Export what you view

The DataTable-driven export mirrors the slice of data your users see: current filters, search, sort, and column transforms (including any transformItem logic) carry over into the CSV / JSON / XML / Markdown download. Use this when you want the export to be a faithful capture of the on-screen report.

Full data export

If you need a canonical dump—every base column plus every custom field—define list.export in your CRUD factory. By omitting columns, the factory falls back to the raw entity payload (with custom fields resolved) and streams all pages server-side. Alternatively, provide an explicit columns array when you need to control header ordering or include fields that are hidden in the UI. This pattern is ideal for integrations or compliance workflows where consumers expect the entire record, not just the curated view.

4) Forms with CrudForm

Use CrudForm to create/edit entities.
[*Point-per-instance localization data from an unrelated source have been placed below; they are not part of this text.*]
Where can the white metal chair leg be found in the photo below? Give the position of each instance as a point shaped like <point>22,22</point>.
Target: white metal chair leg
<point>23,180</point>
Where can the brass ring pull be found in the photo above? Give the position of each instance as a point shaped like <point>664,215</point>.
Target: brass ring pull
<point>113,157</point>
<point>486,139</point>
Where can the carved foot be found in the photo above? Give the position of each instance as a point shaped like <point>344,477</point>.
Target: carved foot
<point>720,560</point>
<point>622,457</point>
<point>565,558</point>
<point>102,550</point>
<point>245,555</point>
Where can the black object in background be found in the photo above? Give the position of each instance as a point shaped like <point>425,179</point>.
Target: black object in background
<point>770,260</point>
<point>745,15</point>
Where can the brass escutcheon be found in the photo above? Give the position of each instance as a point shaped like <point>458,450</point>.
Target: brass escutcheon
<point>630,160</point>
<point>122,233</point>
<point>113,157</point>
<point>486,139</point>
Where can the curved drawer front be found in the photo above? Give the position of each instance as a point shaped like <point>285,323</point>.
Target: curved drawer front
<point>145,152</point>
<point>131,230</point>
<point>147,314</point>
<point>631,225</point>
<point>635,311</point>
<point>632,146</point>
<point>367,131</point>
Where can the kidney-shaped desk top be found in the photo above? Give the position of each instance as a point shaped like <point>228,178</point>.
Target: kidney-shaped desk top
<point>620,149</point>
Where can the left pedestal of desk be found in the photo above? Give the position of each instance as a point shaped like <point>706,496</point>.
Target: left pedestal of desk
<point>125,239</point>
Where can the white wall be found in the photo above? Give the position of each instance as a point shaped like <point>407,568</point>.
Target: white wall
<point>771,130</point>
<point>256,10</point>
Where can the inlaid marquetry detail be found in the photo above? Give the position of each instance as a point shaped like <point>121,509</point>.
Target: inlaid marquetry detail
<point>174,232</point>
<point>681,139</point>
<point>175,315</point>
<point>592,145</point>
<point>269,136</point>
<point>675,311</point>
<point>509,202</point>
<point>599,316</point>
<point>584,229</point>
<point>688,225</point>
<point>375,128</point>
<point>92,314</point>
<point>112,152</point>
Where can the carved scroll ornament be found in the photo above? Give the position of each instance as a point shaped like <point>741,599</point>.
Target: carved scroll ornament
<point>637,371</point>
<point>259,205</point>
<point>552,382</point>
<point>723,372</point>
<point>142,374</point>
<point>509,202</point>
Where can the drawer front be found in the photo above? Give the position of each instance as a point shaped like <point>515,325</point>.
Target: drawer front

Submit to /api/<module>/<route> using createCrud/updateCrud helpers.

import { CrudForm } from '@open-mercato/ui/backend/CrudForm'
import { createCrud, updateCrud } from '@open-mercato/ui/backend/utils/crud'

// ... define Zod schema and fields

<CrudForm
schema={schema}
fields={fields}
onSubmit={(vals) => createCrud('inventory/products', vals)}
successRedirect="/backend/inventory/products"
/>

5) Tips

  • Keep module code under src/modules/<module>.
  • Define CFs in ce.ts (entities[].fields); run yarn mercato entities install (optionally with --tenant <id>) to sync them.
  • Use the helpers from @open-mercato/shared/lib/crud/custom-fields to stay DRY.
  • If your entity spans related tables, add customFieldSources so the Query Engine joins profile-specific custom fields into the list response.
  • Emit and process events via the built-in Event Bus; see Events tutorial.

That’s it — you’ve built a complete, DRY CRUD API and UI flow aligned with Open Mercato conventions.